As with so many other issues of justice, Pope Francis doesn’t mince words when it comes to the death penalty. Noting that Church teaching allows using force to stop an aggressor, and that such force might sometimes be lethal, he nonetheless stresses that this argument cannot be invoked to defend the death penalty. The reason is simple: with the death penalty, people are being killed not for current acts of aggression, but for something that happened in the past and has already been neutralized.
For this reason, Francis argues that:
“Today capital punishment is unacceptable, however serious the condemned’s crime may have been”. Why? Because “it is an offense to the inviolability of life and to the dignity of the human person which contradicts God’s plan for man and for society and his merciful justice, and it fails to conform to any just purpose of punishment. It does not render justice to the victims, but rather foments revenge”.
The pope goes on to argue the death penalty “loses all legitimacy due to the defective selectivity of the criminal justice system and in the face of the possibility of judicial error”. This rings especially true in the United States, with its horrendous record of racial injustice. Moreover, the evil is compounded by the fact that the suspended period between sentence and execution is tantamount to a form of torture. Again, this rings true with the death row experience in the United States.

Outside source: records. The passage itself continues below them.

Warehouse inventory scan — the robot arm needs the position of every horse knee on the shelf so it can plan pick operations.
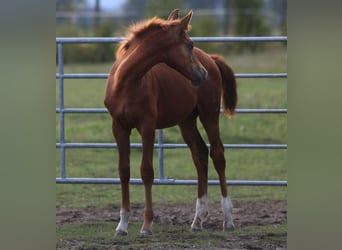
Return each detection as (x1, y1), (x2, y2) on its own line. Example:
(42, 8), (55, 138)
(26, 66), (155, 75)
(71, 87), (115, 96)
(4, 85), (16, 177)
(119, 167), (131, 183)
(140, 166), (154, 184)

In all of this, Pope Francis is walking a path cleared by Saint John Paul II, although he is certainly doing some further clearing himself. He is strengthening the moral case laid down the John Paul, who concluded that cases where the death penalty is licit in the modern world are “very rare, if not practically non-existent”.
Thankfully, we can see some evidence of a turning tide in the United States on the death penalty, at last among Catholics. This issue is finally starting to transcend the partisan divide – as evidenced by a joint op-ed by the editors of four leading Catholic publications, from both the right and left.
But there are still some noisy Catholic death penalty dead-enders out there. Fr. C. John McCloskey is certainly among the worst of them.
McCloskey crowns his pro-death penalty argument with the following stunning statement:
“Indeed, for any son or daughter of God, it is a great grace to know the time of one’s death, as it gives us the opportunity to get right with the Lord who will judge us at our death. Perhaps many people have been saved in this way by the death penalty. Who knows what would have happened if they had been allowed to linger in this life, one day possibly killing other people?”
This is shocking in its depravity. Taken to its logical conclusion, this argument could be deployed to justify all kinds of barbarous behavior. It’s not that different from Arnaud Amalric’s reputed call to “kill them all for the Lord knows his own” during the Albigensian crusade. Why not just wipe out people in crime-ridden neighborhoods, or in countries with a beef against the United States - after giving them enough warning to prepare for a good death, of course? Even better, why not promote euthanasia after a good confession as a virtuous practice to be encouraged? Or just kill people before they have a chance to commit sins in the first place – making abortion a virtuous practice too?
Yes, these examples are horrific caricatures, but I submit that McCloskey’s position is not far from them. The best response comes, once again, from Pope Francis:
“Life, human life above all, belongs to God alone. Not even a murderer loses his personal dignity, and God himself pledges to guarantee this. As St. Ambrose taught, God did not want to punish Cain with homicide, for He wants the sinner to repent more than to die”.
To repent and live, not to repent and die.